Странным было и то, что я совсем перестала скучать по дому — тому, с его уютными электрическими лампами, шумными улицами и вокзалами. Тому, в котором всего за несколько часов ты можешь оказаться на другой стороне земного шара. А может, это был всего лишь сон? Нет, но все это в прошлом. Даже смешно получилось.
***
Настоящее время. Юлия Владимировна.
По прошлому миру она перестала скучать довольно быстро. Уже к концу полевого сезона все ее мысли устремились «в цивилизацию». Теперь нелепым было даже подумать о том, что можно пользоваться тазом и ковшом, а не нежится под горячими струями душа. А ведь раньше она гордилась тем, что раз в месяц ходит в царские купальни! Да разве может это сравниться с ароматной ванной, что ждала ее дома? И не важно, что ковшик не золотой и нет служанок. Здесь все это решается деньгами, и они у нее будут! Важно то, что больше ей не придется сидеть взаперти. Не придется дрожать холодными ночами под одним покрывалом с Ибой, так как центральное отопление есть в любой квартире. И все это там, в цивилизации.
Так что, едва отдав распоряжение о консервации площадок, Юлия Владимировна поспешила домой «писать отчеты», оставив аспирантам все радости сворачивания лагеря. На мальчиков она могла здесь положиться. Их преданность делу была ценна, и ее нужно чаще поощрять. Это Юилиммин понимала и сама. Но стремление к благам все же перевесило разум.

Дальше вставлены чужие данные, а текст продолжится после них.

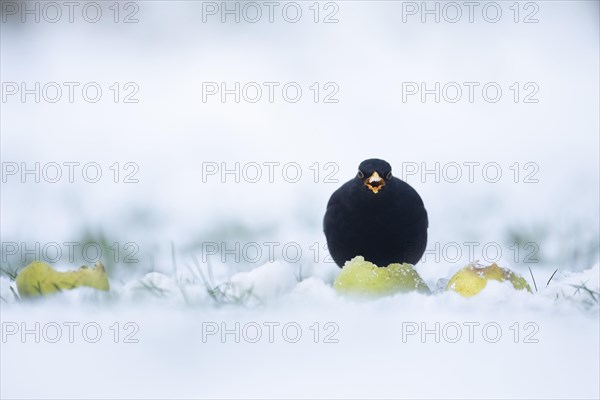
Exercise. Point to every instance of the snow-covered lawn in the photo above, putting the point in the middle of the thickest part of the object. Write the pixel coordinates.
(265, 334)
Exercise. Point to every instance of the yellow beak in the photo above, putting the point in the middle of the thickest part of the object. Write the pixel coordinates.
(374, 183)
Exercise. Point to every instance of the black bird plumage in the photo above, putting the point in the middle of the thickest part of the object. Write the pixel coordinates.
(377, 216)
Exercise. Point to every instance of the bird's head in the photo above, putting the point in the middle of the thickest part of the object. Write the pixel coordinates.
(374, 173)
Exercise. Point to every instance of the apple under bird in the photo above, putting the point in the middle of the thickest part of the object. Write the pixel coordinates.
(377, 216)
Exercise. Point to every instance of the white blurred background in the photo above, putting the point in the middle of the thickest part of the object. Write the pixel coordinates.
(368, 54)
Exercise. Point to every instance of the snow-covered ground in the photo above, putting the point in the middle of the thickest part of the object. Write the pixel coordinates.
(168, 234)
(266, 335)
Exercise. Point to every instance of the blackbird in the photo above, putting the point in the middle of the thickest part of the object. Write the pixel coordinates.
(377, 216)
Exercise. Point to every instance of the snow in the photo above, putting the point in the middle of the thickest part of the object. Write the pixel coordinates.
(471, 347)
(172, 297)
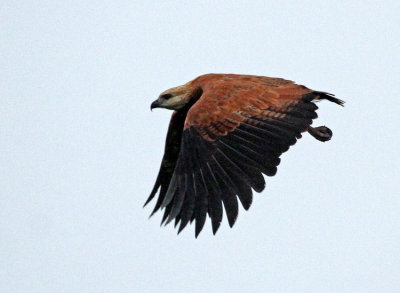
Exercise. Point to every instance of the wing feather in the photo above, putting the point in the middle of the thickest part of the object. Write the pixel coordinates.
(234, 133)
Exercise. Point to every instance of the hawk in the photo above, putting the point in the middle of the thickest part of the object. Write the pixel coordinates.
(226, 131)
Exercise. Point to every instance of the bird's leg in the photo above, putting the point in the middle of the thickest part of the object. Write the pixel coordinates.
(322, 133)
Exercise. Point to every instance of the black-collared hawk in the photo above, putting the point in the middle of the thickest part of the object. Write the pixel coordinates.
(226, 131)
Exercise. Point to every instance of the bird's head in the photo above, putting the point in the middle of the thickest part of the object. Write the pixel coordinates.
(174, 99)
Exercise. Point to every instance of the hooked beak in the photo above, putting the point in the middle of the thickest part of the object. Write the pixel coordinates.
(155, 104)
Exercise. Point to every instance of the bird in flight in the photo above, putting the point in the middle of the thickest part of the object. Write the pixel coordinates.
(226, 131)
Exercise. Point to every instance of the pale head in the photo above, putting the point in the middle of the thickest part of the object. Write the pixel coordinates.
(174, 99)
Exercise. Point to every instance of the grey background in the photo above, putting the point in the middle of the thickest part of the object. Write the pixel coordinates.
(80, 149)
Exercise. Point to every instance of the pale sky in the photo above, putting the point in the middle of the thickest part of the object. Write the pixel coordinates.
(80, 149)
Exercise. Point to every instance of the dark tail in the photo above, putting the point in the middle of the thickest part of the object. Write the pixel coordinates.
(322, 133)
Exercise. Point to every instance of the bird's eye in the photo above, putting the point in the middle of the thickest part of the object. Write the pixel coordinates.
(166, 96)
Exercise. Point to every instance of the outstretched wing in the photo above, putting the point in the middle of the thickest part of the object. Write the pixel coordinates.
(232, 135)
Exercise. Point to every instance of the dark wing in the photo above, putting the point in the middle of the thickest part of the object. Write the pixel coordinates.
(171, 153)
(232, 135)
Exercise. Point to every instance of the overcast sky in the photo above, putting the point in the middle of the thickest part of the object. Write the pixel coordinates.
(80, 149)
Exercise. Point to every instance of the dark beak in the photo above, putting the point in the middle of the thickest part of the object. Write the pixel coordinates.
(155, 104)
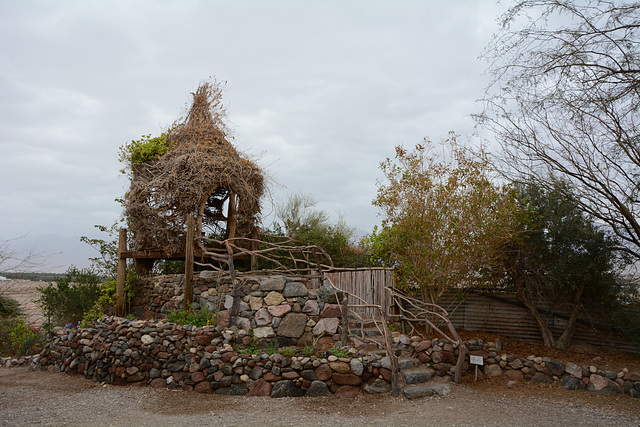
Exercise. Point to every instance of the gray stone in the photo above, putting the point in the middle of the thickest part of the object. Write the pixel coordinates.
(326, 294)
(417, 392)
(573, 370)
(286, 388)
(273, 283)
(555, 368)
(311, 308)
(356, 367)
(492, 370)
(295, 289)
(442, 389)
(379, 386)
(292, 325)
(263, 332)
(571, 383)
(417, 375)
(326, 326)
(317, 389)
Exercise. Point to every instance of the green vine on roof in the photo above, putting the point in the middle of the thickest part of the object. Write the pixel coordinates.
(144, 150)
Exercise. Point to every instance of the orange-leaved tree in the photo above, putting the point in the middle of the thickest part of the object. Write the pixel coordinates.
(444, 220)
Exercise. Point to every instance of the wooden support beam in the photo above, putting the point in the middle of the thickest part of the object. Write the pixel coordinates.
(122, 272)
(188, 263)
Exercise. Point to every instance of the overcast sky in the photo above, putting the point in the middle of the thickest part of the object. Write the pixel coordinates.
(318, 92)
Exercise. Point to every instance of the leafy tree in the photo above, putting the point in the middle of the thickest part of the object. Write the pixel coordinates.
(303, 222)
(443, 219)
(565, 100)
(560, 260)
(71, 297)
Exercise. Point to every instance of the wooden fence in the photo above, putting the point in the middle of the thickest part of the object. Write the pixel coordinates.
(367, 283)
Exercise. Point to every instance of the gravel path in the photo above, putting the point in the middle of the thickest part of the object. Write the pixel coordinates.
(44, 398)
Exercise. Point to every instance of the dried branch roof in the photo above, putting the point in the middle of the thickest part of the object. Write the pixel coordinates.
(199, 171)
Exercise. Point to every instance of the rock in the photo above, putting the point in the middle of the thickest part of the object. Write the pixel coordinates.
(340, 367)
(417, 392)
(311, 308)
(442, 389)
(602, 384)
(347, 390)
(158, 383)
(514, 375)
(572, 383)
(273, 283)
(292, 325)
(255, 303)
(539, 377)
(422, 346)
(274, 298)
(260, 387)
(417, 375)
(295, 289)
(263, 332)
(492, 370)
(327, 295)
(331, 310)
(631, 376)
(377, 386)
(573, 370)
(263, 317)
(555, 368)
(286, 388)
(356, 367)
(327, 326)
(323, 372)
(279, 310)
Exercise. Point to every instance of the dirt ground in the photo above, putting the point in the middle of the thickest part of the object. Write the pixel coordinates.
(45, 398)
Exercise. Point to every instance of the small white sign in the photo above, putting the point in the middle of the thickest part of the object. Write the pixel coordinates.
(476, 360)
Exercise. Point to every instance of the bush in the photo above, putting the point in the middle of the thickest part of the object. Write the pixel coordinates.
(70, 297)
(19, 339)
(196, 317)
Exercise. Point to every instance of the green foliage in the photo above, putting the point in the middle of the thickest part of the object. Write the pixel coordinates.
(145, 149)
(444, 221)
(272, 348)
(312, 226)
(339, 352)
(19, 339)
(71, 297)
(196, 317)
(9, 308)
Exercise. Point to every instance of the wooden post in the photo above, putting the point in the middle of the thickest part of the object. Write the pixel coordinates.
(122, 272)
(188, 264)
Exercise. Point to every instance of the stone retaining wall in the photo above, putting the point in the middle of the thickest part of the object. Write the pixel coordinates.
(158, 354)
(271, 307)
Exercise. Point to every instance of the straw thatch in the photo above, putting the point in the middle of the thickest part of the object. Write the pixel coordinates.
(197, 176)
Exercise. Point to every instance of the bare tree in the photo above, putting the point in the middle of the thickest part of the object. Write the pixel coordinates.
(565, 101)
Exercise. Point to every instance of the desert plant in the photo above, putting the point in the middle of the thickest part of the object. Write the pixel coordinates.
(70, 297)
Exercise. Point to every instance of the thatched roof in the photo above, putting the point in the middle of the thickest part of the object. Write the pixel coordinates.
(199, 174)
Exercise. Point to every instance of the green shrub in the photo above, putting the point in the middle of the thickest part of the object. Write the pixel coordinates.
(19, 339)
(196, 317)
(70, 297)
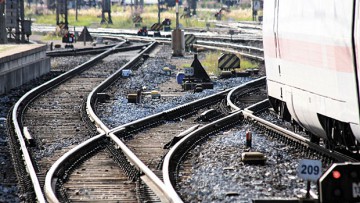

Город ошеломил ее своим шумом, суетой и скоростью. Не спасло и то, что она готовила себя к этому, просматривая фильмы. Слава Всеблагой, ее встречали. Если бы не это — ошарашенная Юля была бы просто смыта толпой.
А вот институт, хоть и был величественен, оставлял на душе какой-то пыльный след. Коллеги радовались при встрече, но уже через пять минут, извинившись, срывались по своим делам. Одно утешало — эту женщину здесь любили. Уже через неделю на Юленькином столе стоял букет слегка завявших роз, пять коробок разнообразных сластей и пара безделушек, привезенных для нее друзьями из дальних стран.
Друзья… Раньше у нее никогда не было друзей. Она даже подумать о таком не могла. Разве царской дочери пристало? Юлия же, наоборот, словно магнит притягивала к себе всевозможных людей, мужчин и женщин. Ей были искренне рады, но никто из них не переходил той заветной черты, после которой человека называют «близким». А может, это она сама не позволяла? Там, в глубине сознания, Юилиммин отчетливо ощущала ее тоску: «Вот с этим могло бы все и получиться. Зря тогда оттолкнула. Почему я тогда не сказала о своих чувствах?»
Одинокая дурочка — вот кем она была. Но теперь я обо всем позабочусь. Даже при нынешней внешности все еще можно исправить. Больше она не будет одинокой и беззащитной! И бедной тоже не будет!
Здесь, даже в этом старом теле, она сможет прожить гораздо дольше, чем большинство женщин в ее время, сохранить красоту, избежать болезней. При этом ее будут окружать все эти божественные удобства. Конечно, придется ездить в эти «поля», но и тут можно что-нибудь придумать.